当前位置:网站首页>Flashtext, a data cleaning tool, has directly increased the efficiency by dozens of times
Flashtext, a data cleaning tool, has directly increased the efficiency by dozens of times
2022-06-28 02:39:00 【Python concentration camp】
In some ordinary small-scale data filtering 、 Regular expressions are the most commonly used in the cleaning process , But as the data scale increases , Regular expressions seem to have some spare energy .
Regular expressions in a 10k In the thesaurus of 15k The time of a keyword is almost 0.165 second . But for Flashtext It just needs 0.002 second . therefore , On this issue Flashtext Is about faster than regular expressions 82 times .

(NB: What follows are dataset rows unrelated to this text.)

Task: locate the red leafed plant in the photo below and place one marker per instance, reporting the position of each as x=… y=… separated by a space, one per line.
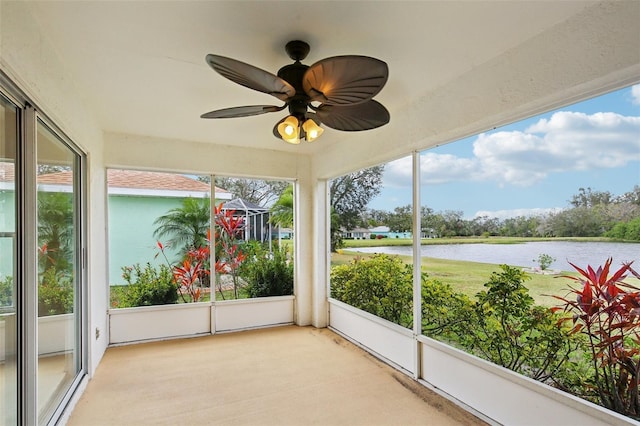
x=606 y=309
x=191 y=274
x=228 y=254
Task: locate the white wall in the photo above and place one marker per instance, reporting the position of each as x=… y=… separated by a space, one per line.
x=595 y=53
x=32 y=64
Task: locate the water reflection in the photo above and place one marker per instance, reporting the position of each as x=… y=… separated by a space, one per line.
x=525 y=254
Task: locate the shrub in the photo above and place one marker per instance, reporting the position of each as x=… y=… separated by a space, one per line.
x=502 y=326
x=380 y=285
x=267 y=274
x=445 y=313
x=55 y=293
x=6 y=292
x=604 y=309
x=544 y=261
x=148 y=286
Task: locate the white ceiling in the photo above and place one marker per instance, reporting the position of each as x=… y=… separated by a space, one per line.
x=140 y=65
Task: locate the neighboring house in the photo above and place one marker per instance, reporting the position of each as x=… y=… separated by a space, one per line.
x=383 y=231
x=135 y=199
x=256 y=219
x=356 y=234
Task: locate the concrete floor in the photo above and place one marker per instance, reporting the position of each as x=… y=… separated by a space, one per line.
x=278 y=376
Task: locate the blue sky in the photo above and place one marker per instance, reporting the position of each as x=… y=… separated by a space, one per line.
x=529 y=167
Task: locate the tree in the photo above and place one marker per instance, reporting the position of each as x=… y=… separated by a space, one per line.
x=260 y=192
x=350 y=194
x=401 y=220
x=590 y=198
x=186 y=226
x=55 y=230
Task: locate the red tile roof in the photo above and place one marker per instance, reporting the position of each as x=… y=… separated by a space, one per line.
x=116 y=178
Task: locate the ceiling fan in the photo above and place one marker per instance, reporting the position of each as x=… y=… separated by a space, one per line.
x=335 y=91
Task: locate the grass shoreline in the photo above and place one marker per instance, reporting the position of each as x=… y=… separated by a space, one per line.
x=469 y=277
x=473 y=240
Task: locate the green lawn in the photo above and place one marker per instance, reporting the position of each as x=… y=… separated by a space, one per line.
x=470 y=277
x=462 y=240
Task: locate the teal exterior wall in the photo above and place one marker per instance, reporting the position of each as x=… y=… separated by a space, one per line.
x=131 y=229
x=7 y=225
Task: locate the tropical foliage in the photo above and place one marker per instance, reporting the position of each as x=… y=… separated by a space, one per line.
x=147 y=285
x=606 y=310
x=589 y=346
x=185 y=228
x=267 y=273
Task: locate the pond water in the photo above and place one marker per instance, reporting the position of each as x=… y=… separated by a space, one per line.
x=526 y=254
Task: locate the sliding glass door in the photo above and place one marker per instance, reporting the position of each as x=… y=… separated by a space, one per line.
x=42 y=276
x=8 y=294
x=58 y=268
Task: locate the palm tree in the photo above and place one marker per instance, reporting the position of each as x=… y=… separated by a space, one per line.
x=55 y=230
x=282 y=210
x=186 y=226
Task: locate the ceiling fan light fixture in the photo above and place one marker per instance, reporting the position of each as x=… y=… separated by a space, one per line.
x=335 y=92
x=311 y=130
x=289 y=130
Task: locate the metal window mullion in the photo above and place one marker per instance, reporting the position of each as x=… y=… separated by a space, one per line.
x=28 y=267
x=417 y=265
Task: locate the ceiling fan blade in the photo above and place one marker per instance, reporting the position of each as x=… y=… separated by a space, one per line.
x=251 y=77
x=353 y=118
x=345 y=80
x=244 y=111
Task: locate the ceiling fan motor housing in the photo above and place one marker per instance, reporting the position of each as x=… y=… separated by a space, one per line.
x=293 y=74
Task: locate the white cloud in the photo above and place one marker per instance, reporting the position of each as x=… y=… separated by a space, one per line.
x=506 y=214
x=635 y=94
x=567 y=141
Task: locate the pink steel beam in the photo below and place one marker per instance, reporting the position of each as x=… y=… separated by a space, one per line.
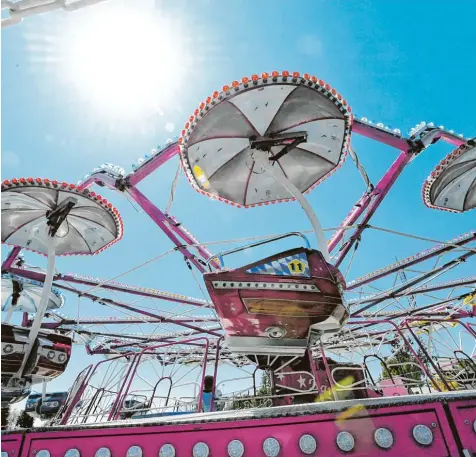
x=162 y=221
x=371 y=201
x=135 y=310
x=40 y=277
x=115 y=410
x=415 y=281
x=115 y=320
x=385 y=137
x=12 y=255
x=407 y=344
x=423 y=290
x=412 y=260
x=151 y=165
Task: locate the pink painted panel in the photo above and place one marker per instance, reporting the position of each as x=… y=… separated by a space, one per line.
x=288 y=430
x=464 y=417
x=12 y=444
x=394 y=388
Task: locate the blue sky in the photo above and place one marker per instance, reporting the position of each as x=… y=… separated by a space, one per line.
x=396 y=62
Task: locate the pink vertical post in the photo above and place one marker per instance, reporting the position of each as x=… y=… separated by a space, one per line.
x=215 y=371
x=328 y=371
x=315 y=373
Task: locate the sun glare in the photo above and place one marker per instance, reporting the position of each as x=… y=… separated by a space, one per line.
x=125 y=62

From the performance comparison of the above example diagram , You can see that as we need to process more and more characters , The processing speed of regular expressions almost increases linearly . However ,Flashtext Almost a constant .
1、 Get ready flashtext Environmental Science
adopt pip To install flashtext, Or other ways are also possible , The mirror station of Tsinghua University is used by default .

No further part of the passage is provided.